Retailers Rally for 'Swipe Fee' Cuts
More than 100 small retailers rallied in front of the U.S. Capitol on Thursday to ask Congress to protect billions of dollars in pending cuts in merchant “swipe fees” for debit cards.
They said the proposed rollbacks in “interchange” fees, which they won as part of financial reform legislation, will allow them to retain more profits they can use to reinvest in their businesses and create jobs, or will give them savings they can pass along to consumers through lower product prices.
“In my business, the swipe fee folks, the interchange folks, the financial services folks are the only entity in my retail world that I cannot negotiate with,” Dennis Lane, president of the New England 7-Eleven Franchise Owners Association, said at the merchant event. “I can sit down and negotiate with Coke and Pepsi and all the folks that I do business with; I cannot negotiate with the Visa’s and the MasterCard’s of the world.”
The stakes in the fight have escalated in recent years with the soaring popularity in debit and prepaid cards—and merchants’ fee payments with them.
According to the Federal Reserve, in 2009, consumers used debit cards in nearly 38 billion retail transactions valued at $1.45 trillion. On average, banks collected 44 cents in interchange fees in the transactions that year--a little over 1% of each sale, but they added up to about $16 billion.
Last year, retailers persuaded lawmakers to give the Fed the power to set the fees at “reasonable” levels, “proportional to the cost incurred by the issuer with respect to the transaction.”
In a preliminary and controversial ruling in December, the Fed found the fees too high. It proposed capping them at 12 cents per transaction starting in July--a 70% reduction.
Banks, credit unions and other financial firms launched a counteroffensive that has mobilized trade groups and an army of lobbyists on both sides and cost millions.
Among other things, banks argue the proposed changes do not guarantee that retailers will pass savings on to consumers and that they could just boost the bottom lines of mainly a handful of large retailers like Wal-Mart (NYSE:WMT).
Financial firms also say the Fed’s proposal could end up costing customers other ways.
“If financial institutions have to cover all of the costs or virtually all of the costs of debit, they will have to make it up somewhere,” said Bill Hampel, senior vice president at the Credit Union National Association and spokesman for the Electronic Payments Coalition. “And the most likely way to make that up is through increased fees on the consumers who use the debit cards. So that could be things like a monthly fee to have access to a debit card or a per-transaction fee.”

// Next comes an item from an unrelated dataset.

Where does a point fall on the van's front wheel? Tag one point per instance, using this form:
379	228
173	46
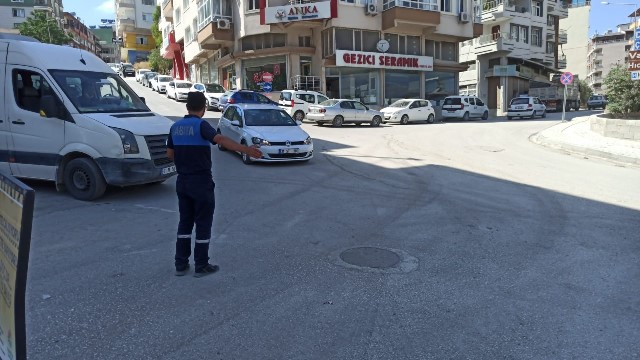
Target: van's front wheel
83	179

Hampel added that with new direct charges, many consumers could stop using debit cards, hurting retailers themselves.
Jaret Seiberg, a financial analyst in Washington with MF Global, called the faceoff “a battle between two big business groups, the banks and the merchants, with little upside for consumers.”

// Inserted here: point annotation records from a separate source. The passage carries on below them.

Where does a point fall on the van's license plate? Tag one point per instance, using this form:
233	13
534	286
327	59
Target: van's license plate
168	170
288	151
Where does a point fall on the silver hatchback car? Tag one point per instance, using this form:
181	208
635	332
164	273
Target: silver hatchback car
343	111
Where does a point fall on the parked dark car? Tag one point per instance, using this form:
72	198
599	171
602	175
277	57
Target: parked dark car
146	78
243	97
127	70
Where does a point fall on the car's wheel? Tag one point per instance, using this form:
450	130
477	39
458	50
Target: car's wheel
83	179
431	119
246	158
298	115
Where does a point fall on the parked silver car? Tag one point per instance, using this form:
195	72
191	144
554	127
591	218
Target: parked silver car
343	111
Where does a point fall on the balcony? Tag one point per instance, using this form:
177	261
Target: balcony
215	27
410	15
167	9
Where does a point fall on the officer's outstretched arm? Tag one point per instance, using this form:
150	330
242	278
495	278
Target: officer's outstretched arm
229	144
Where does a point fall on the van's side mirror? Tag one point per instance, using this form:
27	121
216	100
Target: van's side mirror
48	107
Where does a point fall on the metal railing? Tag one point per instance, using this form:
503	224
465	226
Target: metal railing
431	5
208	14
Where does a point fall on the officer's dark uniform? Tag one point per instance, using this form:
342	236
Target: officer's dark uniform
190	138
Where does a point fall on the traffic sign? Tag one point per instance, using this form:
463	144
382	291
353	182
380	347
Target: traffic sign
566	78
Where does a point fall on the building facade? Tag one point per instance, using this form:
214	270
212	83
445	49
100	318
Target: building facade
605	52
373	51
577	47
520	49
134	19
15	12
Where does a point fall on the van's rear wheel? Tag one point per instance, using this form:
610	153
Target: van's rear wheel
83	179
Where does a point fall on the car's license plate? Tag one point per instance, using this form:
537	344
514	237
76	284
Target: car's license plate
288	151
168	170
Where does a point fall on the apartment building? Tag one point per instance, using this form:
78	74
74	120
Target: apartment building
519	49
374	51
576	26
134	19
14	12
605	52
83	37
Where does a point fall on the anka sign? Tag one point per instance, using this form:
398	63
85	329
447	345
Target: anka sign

Financial firms support pending legislation that would put the cuts on hold for a year or two and require the Fed to conduct more research on them, a move merchants say buys firms time to kill the rollbacks.
The legislation is coming from Republican and Democratic lawmakers sympathetic mainly to smaller community banks and credit unions and now worried about possible cost-shifting to consumers, as well as too much regulation of financial markets.
The Fed plans to issue final fee rules in April. Seiberg believes it could “sweeten the pot” for banks by proposing smaller reductions that take into account additional costs for transactions, such as “network” charges and fraud losses.
Any changes in the law would likely pass the Republican-controlled House, Seiberg said. But they will require at least 60 votes to get through the Democratic-controlled Senate – a high hurdle for any legislation these days in the highly-charged, politically divided body. As a result, he said banks have an uphill fight.
“Right now, the banks have some momentum--but the retailers only need to play defense,” Seiberg said. “And it’s a lot easier in Washington to block something than it is to enact something, so the merchants still have the edge in this fight.”